Ilya Kabakov, the great visionary of "total installation," died May 27 shortly before his 90th birthday. Born in 1933 in Dnepropetrovsk in what is now Ukraine, Kabakov is often described as one of the most influential artists from the former Soviet Union and is one of the pioneers of conceptual art.

 

His works, created together with his wife Emilia, report in a melancholic, humorous way on life in the defunct Soviet Union, on private dreams and failed utopias. A characteristic feature of the artist*s immersive spatial installations and everyday arrangements is the atmospheric, almost surreal fusion of fiction and reality.

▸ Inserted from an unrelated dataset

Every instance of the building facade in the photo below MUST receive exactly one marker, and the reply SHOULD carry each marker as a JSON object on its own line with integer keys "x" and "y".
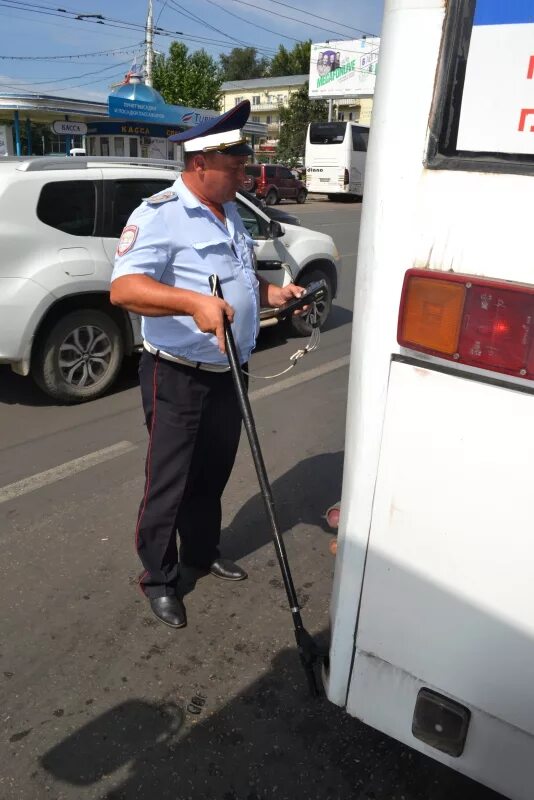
{"x": 268, "y": 95}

At documenta IX (1992), Kabakov surprised visitors with an unusual contribution: "The Toilet" in the rear courtyard of the Fridericianum. An exact replica of a typical Soviet toilet in the style of the 1960s and 70s.

 

After queuing at the entrance to the toilet house, visitors found a two-room apartment provisionally furnished between the cubicles inside: A makeshift yet homey refuge decorated with wall hangings including a kitchen, sofa and living room table, and a children's playpen. Here Kabakov was not only concerned with the tipping moment from public to private space, but also, on a metaphorical level, with the curatorial orientation of Jan Hoet's documenta IX: While Jonathan Borofsky's "Man Walking to the Sky," the work of an American, towered on Friedrichsplatz and the privileged exhibition spaces of the Fridericianum were dominated by (Western) European artists, Kabakov, as a representative of post-socialist Eastern Europe, occupied the invisible "hinterland" as a strategic bastion.


Today, Kabakov's "Toilet", created for documenta IX, can be seen in Ghent as a permanent installation in the collection of the S.M.A.K. (Stedelijk Museum voor Aktuelle Kunst). This is also where the "Aeromodeller," the airship of the Belgian fantasist Panamarenko (1940-2019), one of the most popular works of documenta 5, can be found today.